Time for a review of classical CDs that were outstanding in 2014 (published in whole on Forbes.com). My lists for the previous years: 2013, 2012, 2011, (2011 – “Almost”), 2010, (2010 – “Almost”), 2009, (2009 – “Almost”), 2008, (2008 - "Almost") 2007, 2006, 2005, 2004.
# 4 - New Release
Erkki-Sven Tüür, Piano Concerto, Symphony No.7, Frankfurt RSO, NDR Chorus, Laura Mikkola (piano), Paavo Järvi (conductor), ECM 002027602
E-S.Tüür, Piano Concerto, Sy.#7,
P.Järvi / Frankfurt RSO, NDR Chorus / L.Mikkola
It’s lovely for two recordings (see Choice No.2) with such very well written, accessible-yet-uncompromising contemporary works to come out in on year and so easily make this list. Erkki-Sven Tüür’s Piano Concerto and Seventh Symphony (mawkishly dedicated to the Dalai Lama, paid for by the Frankfurt RSO and Cincinnati Symphony Orchestra; both, then, led by Paavo Järvi) were on it immediately from first hearing, very early on in the year. In the concerto (with soloist Laura Mikkola), the piano runs and percussion accompaniment not only remind of a jazz session, the section also develops a compelling groove that makes me involuntarily bop along and tap my foot. Yet, for all Tüür’s usage of the jazz-idiom, he never even hints at cross-over.
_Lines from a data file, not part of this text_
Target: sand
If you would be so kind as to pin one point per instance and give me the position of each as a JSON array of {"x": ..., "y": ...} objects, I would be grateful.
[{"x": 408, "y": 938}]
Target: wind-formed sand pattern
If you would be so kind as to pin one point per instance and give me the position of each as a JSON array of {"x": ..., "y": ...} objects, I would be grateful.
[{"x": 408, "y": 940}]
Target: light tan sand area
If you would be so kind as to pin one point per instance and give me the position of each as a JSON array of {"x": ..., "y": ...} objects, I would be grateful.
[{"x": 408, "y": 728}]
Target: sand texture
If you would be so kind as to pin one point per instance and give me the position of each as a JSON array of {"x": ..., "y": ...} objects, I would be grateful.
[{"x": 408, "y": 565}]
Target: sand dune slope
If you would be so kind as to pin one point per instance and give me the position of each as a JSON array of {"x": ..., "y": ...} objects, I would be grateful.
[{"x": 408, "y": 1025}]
This is an element that the long last movement of the Seventh Symphony picks up on, intermittently, tumbling and rumbling before coming to a reflective, calmer end. Unreadable, jargon-y liner notes, sadly, but otherwise a humdinger of a new release for everyone interest in (classical) music with a pulse that actually invites, not forbids, listening.
# 4 – Reissue
Pyotr Ilyich Tchaikovsky, Queen of Spades, Bolshoi, Soloists, Boris Khaykin (conductor), Melodiya 1002088
P.I.Tchaikovsky, Queen of Spades,
B.Khaykin / Bolshoi / Soloists
For only a few years now, the Melodiya label is back in business, which means old treasure troves are finally available again, without a hassle or (time-) travels to East Germany. The presentation is excellent and the remasterings are of high quality, too, which is good—because if you got a cheap domestic pressing then, it sounded like the LP was made of recycled Lada truck tires. Especially astonishing what has been gotten out of this Queen of Spades recording from 1967 under 1972 People’s Artist of the USSR Boris Khaykin with his all-round excellent Bolshoi forces. Riveting, enthused, lyrical, well-sung and in very fine sound: Tchaikovsky’s second-most popular opera is given a reading that catapults this re-issue to the narrow top tier of Pikovaya dama recordings.